Ornans, Musée Gustave Courbet, Courbet, L'Amour, June 14 - October 27, 1996, p. 79, no. 32
Ornans, Musée Gustave Courbet, Courbet en privé, July 8 - October 22, 2000, no. 22
Ornans, Musée Gustave Courbet, Courbet/Hugo: les peintres et les littérateurs, June 22 - October 15, 2002
Ornans, Musée Gustave Courbet, Courbet, Le Retour au Pays, June 24 - October 15, 2006, no. 25

Literature

"Calendrier: Expositions," L'Oeil, no. 540, October 2002, p. 124, illustrated

Condition

The following condition report was kindly provided by Simon Parkes Art Conservation, Inc.: This work has been fairly recently restored. It seems to have a fresh varnish. The canvas itself is unlined, but the stretcher is more recent.

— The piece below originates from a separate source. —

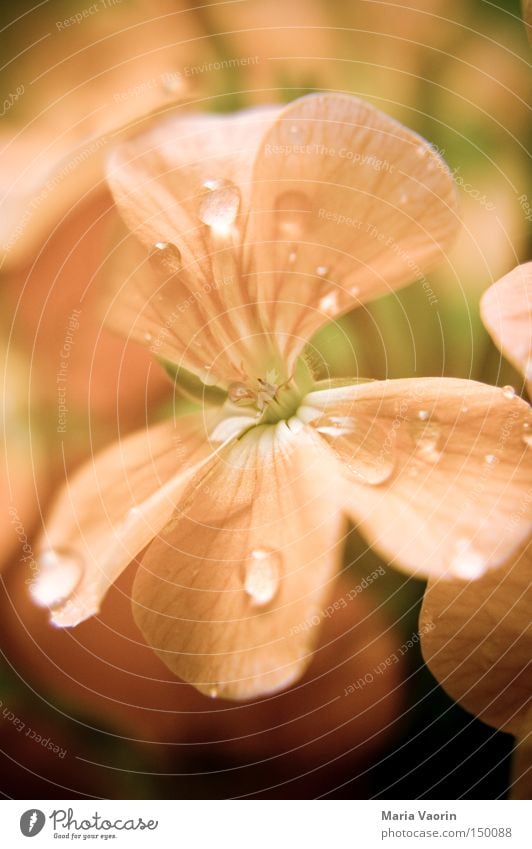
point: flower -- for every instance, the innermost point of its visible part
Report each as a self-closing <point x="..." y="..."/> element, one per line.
<point x="480" y="644"/>
<point x="506" y="309"/>
<point x="260" y="227"/>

The paint layer is healthy and well cleaned. Courbet’s technique here is well preserved and very effective. Under ultraviolet light, remnants of an old varnish are visible here and there. There is a small restoration in the tree trunk on the right side and a few spots further to the right near the edge. There is a horizontal line of retouches in the lower left. There may be some old restoration in the lower left corner. Close visual examination does not suggest any other retouches, except possibly some spots in the sky around an old pentiment in the lower sky, particularly around the tree on the left side. There may be other tiny spots of retouching, but the picture reads very well and cleaning is not recommended.
"This lot is offered for sale subject to Sotheby's Conditions of Business, which are available on request and printed in Sotheby's sale catalogues. The independent reports contained in this document are provided for prospective bidders' information only and without warranty by Sotheby's or the Seller."

Catalogue Note

At the beginning of the summer of 1849, Courbet stayed for two months with Francis and Marise Wey, where early Courbet biographer Georges Riat suggests Femme dans un Hamoc was most likely conceived (Fernier, 1996, p. 79). While Marise and Francis Wey lived in Louveciennes, the vista behind Courbet’s model is likely a view of Ornans, with its dramatic cliffs and deep receding valleys. It is possible that the present work is a composite of various elements, intended as a kind of Souvenir of time spent with friends.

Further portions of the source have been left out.